Beten und Saufen

“Hi Gunnar,
ich habe den perfekten Einsatz für dich am Samstag.. wenn du kannst.
Bitte zu dem Kunden Partyservice Lemke, um 16:00 Uhr, Johanniskirche, An der Johanniskirche, Hintereingang der Kirche, AP Frau.. usw.”

Mit dieser E-Mail begann mein wohl kuriosester Einsatz der letzten Zeit. Grad noch am Betten zusammenschrauben für neu erwartete Flüchtlinge in der Alsterdorfer Feuerbergstraße, die ab Mitte dieses Jahres eigentlich wieder für ihre ursprüngliche Aufgabe genutzt werden sollte.. (Die sich überstürzenden Ereignisse haben wohl eine Planänderung bewirkt.)
Wir, mein Kollege Adamo und ich, hatten allerdings andere Probleme: für morgen früh in der Johaniskirche brauchten wir noch ein weißes Hemd so auf die Schnelle. Raus aus dem Heim in die S-Bahn und fünf Minuten vor Ladenschluss noch schnell bei H&M reingehuscht. Geschafft.

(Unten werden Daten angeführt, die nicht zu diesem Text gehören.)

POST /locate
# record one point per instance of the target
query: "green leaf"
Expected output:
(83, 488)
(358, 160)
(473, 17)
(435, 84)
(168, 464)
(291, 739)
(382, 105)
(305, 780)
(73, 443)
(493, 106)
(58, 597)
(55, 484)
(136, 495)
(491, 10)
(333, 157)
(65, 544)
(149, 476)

Komme etwas früher an den Hintereingang und da sind einige Kollegen bereits beim Entladen einiger Lieferwagen. Antipasti, Fingerfood, Prosecco, Kühlschränke und so weiter.. Noch ahnungslos aber mit erwachender Neugierde helfe ich mit.
Stutzig machte mich auch ein Veranstaltungsplakat-Plakat “Liebe, Likör & Ladies-Chor” oder so ähnlich.. Nicht etwa “Gemeinsames Adventsingen der Gemeinde” oder was man sonst so in Kirchen macht. Seit meiner Konfirmation vor 50 Jahren war ich allerdings auch in keinem Gotteshaus mehr.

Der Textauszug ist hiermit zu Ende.